Monday 1 December 2014

The Escape of ArrayList.iterator()

{This post assumes some familiarity with JMH. For more JMH related content start at the new and improved JMH Resources Page and branch out from there!}
Escape Analysis was a much celebrated optimisation added to the JVM in Java 6u23:
"Based on escape analysis, an object's escape state might be one of the following:
  • GlobalEscape – An object escapes the method and thread. For example, an object stored in a static field, or, stored in a field of an escaped object, or, returned as the result of the current method.
  • ArgEscape – An object passed as an argument or referenced by an argument but does not globally escape during a call. This state is determined by analyzing the bytecode of called method.
  • NoEscape – A scalar replaceable object, meaning its allocation could be removed from generated code.

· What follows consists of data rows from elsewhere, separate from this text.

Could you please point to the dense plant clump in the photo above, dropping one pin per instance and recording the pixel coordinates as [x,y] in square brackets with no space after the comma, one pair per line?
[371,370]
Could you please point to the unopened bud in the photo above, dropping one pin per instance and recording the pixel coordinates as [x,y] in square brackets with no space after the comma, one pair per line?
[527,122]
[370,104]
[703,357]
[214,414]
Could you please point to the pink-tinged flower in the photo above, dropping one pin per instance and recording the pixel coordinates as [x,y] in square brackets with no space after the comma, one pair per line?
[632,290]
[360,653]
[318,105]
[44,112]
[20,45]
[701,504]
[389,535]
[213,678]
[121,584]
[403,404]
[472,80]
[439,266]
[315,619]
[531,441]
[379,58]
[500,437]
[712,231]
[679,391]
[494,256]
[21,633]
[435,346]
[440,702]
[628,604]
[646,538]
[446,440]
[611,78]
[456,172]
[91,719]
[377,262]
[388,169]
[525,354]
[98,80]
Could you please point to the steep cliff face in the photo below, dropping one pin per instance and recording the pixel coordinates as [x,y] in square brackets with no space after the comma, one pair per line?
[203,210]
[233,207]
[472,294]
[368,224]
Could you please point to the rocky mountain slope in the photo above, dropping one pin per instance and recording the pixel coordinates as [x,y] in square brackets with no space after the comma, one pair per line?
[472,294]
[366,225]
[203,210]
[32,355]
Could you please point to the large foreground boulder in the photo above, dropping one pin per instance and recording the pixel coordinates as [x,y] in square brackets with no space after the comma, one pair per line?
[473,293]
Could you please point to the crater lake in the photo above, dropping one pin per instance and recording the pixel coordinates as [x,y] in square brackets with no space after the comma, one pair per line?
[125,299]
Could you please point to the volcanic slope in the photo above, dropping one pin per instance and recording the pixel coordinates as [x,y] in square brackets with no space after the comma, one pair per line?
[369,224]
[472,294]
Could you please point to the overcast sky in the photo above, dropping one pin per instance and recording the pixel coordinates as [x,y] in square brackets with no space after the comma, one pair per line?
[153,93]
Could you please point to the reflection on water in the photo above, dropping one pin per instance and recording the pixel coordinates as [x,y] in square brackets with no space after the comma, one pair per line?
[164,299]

After escape analysis, the server compiler eliminates scalar replaceable object allocations and associated locks from generated code. The server compiler also eliminates locks for all non-globally escaping objects. It does not replace a heap allocation with a stack allocation for non-globally escaping objects." - from Java 7 performance enhancements 
Alas, proving an object never escapes is a difficult problem, and many people feel they cannot rely on this optimisation to kick in and "do the right thing" for them. Part of the problem is that there is no easy way to discover if a particular allocation has been eliminated (on a debug OpenJDK build one can use -XX:+UnlockDiagnosticVMOptions -XX:+PrintEscapeAnalysis -XX:+PrintEliminateAllocations).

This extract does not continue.